Artificial intelligence has moved from research labs into core business operations and consumer‑facing products, ushering in powerful new capabilities and entirely new attack surfaces. Traditional application security focused on protecting code, infrastructure, and data. AI expands this perimeter to include the models themselves, their training data, the prompts used to invoke them, retrieval layers, agents that act on behalf of users, and the orchestration pipelines that glue everything together. Each component introduces unique vulnerabilities: models can leak training secrets or be coerced into disclosing data, malicious prompts can instruct an agent to bypass controls, and insecure plugins or API endpoints can expose sensitive functions. Organisations therefore need AI security solutions that protect not just applications and databases but the models, contexts and pipelines powering today’s generative systems.

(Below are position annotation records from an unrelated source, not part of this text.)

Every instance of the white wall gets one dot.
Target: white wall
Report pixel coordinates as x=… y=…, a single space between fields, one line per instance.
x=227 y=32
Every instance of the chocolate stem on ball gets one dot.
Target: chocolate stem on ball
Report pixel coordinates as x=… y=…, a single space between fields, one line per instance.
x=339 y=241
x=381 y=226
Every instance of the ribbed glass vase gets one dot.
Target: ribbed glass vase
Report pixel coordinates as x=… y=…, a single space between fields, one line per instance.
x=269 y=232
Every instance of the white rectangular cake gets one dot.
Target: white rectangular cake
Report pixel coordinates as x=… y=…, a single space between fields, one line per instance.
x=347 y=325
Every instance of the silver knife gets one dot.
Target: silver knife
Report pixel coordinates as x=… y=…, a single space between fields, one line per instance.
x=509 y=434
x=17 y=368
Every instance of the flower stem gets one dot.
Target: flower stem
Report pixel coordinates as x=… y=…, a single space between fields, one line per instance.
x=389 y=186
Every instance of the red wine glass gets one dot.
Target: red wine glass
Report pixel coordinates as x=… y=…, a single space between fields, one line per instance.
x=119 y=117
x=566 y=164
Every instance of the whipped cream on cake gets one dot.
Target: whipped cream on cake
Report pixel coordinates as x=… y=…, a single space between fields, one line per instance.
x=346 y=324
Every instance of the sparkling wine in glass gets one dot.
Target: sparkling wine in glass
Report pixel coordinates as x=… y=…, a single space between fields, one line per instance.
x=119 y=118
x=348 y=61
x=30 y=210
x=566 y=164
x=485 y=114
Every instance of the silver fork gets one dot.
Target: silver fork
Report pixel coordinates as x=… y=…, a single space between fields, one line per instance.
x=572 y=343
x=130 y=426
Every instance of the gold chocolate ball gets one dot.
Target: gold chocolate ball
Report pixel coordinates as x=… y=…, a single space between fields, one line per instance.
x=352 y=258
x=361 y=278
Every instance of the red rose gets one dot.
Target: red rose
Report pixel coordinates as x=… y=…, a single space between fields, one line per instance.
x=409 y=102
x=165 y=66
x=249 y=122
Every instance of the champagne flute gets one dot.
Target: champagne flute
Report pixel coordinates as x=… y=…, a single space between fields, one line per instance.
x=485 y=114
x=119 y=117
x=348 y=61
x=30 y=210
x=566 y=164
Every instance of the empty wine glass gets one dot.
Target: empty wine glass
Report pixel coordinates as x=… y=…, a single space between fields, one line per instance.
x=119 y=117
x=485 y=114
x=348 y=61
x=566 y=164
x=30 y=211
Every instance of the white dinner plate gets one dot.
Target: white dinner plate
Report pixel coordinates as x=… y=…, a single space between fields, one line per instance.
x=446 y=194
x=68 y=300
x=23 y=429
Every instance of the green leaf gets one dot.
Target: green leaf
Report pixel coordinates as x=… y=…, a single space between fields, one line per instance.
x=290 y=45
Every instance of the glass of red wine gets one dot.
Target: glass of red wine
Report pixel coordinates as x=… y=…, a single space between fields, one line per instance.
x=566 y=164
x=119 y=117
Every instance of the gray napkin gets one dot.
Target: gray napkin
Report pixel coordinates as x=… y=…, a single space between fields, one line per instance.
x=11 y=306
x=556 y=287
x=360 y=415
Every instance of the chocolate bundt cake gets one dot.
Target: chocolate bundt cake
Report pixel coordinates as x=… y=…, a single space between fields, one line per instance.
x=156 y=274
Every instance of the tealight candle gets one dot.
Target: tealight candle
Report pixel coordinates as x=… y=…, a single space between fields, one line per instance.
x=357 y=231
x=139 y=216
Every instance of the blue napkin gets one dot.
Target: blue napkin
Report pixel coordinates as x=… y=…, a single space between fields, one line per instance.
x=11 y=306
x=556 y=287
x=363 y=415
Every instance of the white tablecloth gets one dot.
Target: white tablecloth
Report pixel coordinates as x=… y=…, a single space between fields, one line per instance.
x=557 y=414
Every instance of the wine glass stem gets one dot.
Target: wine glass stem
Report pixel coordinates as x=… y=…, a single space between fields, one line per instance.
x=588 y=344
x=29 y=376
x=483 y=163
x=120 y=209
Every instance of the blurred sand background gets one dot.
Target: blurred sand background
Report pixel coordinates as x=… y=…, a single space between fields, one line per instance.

What AI security solutions actually cover
At their best, AI security solutions provide a coherent stack of controls spanning the entire lifecycle of AI systems. These solutions include safeguards for:
- Data – ensuring quality, provenance, lineage, confidentiality and integrity of datasets used to train, fine‑tune and feed AI models. Access boundaries and encryption are crucial to prevent leakage and misuse.
- Models – protecting intellectual property, resisting tampering, enforcing versioning and provenance, and monitoring model behaviour over time.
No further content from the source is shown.